IBM Technical Disclosure Bulletin, vol. 24, no. 1B, p. 794 (June 1981), describes a method of ensuring that information stored within a memory is correctly readable. A parity bit, belonging to a data byte, is generated for every data byte or word comprising a number of bit positions. The value of a parity bit is determined by the number of bits with the value "1" in both the data word and the addressing value in the address register of the memory. A further parity bit is generated at the readout of the data word from the memory, and this is calculated taking the number of 1-bit positions or the number of 1-bits in both the data word and the address initiating the readout into consideration. This further parity bit is thereafter compared with the previously stored parity bit and an error signal is generated if there is a difference.
U.S. Pat. No. 4,809,278 describes a system for ensuring that information stored in a memory is correctly readable. Parity bits are generated for every word that is stored in an addressed position. The number of parity bits can be selected to be the same as the number of input connections of each storage chip used in the storage structure. A first and a second set of Exclusive-Or gates generate a first and second set of parity data for every read-write cycle addressing the same memory position. A help-memory for parity bits receives the first set of parity data for storage in positions corresponding to similar positions in each memory chip so that the same address data will read the first set of bits of parity data corresponding to each address in the structured memory. These parity data are the input signals to a second set of Exclusive-Or gates intended to form a second set.
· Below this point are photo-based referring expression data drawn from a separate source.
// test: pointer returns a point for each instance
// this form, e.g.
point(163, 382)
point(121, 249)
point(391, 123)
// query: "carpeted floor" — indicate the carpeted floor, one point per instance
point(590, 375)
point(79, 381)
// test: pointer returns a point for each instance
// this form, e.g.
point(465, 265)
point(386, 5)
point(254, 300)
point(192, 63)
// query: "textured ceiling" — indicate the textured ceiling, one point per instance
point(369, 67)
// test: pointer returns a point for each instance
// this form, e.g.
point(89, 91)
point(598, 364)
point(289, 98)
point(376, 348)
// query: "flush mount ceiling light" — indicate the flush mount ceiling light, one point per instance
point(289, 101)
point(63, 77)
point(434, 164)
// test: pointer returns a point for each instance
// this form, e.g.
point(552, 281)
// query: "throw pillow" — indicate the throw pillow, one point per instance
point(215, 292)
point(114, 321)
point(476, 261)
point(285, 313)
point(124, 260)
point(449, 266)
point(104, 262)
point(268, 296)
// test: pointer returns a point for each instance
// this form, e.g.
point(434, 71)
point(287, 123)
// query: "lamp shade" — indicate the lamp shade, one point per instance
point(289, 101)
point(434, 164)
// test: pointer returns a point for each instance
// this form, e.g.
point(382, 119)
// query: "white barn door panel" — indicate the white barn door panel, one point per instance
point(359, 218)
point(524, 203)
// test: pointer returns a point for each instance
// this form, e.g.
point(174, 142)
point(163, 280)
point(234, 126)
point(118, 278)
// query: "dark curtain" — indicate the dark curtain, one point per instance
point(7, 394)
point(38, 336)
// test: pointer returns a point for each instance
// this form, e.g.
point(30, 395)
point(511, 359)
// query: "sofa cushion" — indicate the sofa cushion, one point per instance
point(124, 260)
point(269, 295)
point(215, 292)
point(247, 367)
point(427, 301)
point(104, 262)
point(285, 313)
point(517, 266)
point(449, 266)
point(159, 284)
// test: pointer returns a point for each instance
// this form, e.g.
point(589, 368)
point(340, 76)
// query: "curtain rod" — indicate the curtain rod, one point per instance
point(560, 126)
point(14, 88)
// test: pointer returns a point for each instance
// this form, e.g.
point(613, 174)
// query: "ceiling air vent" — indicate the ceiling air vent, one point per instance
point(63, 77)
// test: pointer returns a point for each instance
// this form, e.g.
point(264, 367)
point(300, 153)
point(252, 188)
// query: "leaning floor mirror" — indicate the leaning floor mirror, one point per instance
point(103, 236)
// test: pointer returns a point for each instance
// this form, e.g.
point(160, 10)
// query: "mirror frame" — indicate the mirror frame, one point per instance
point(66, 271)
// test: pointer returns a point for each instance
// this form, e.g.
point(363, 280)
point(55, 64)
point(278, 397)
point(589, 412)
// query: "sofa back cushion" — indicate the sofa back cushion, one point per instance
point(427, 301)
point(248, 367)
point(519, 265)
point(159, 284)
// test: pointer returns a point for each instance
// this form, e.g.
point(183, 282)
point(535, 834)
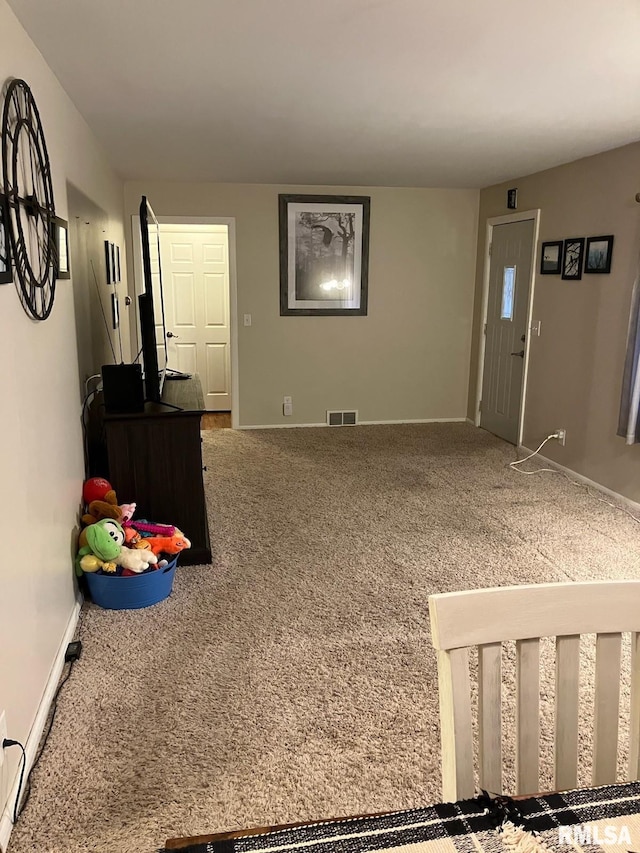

U.S. Pat. No. 4,692,893 shows and describes a data buffer circuit that is addressable for reading and writing by using an address with n bit positions and with an addressable read register and an addressable write register, both presenting n+1 bit positions. The extra bit position is used as a parity control. The n+1-th bit in the counters for reading and writing, respectively, is used to ensure that the respective counters are positioned at "the same turn".
European patent publication EP A1 463 210 describes a circuit intended to control the storage in and addressing of a memory. At least one write address register and at least one read address register are used. Every one of the check bits of the data word is Exclusive-Or-related with a bit in the address position. The check bits are Exclusive-Or-related with the bits of the address position once again at the readout of the word in order to regenerate their original values, so that the parity of the data word can be controlled.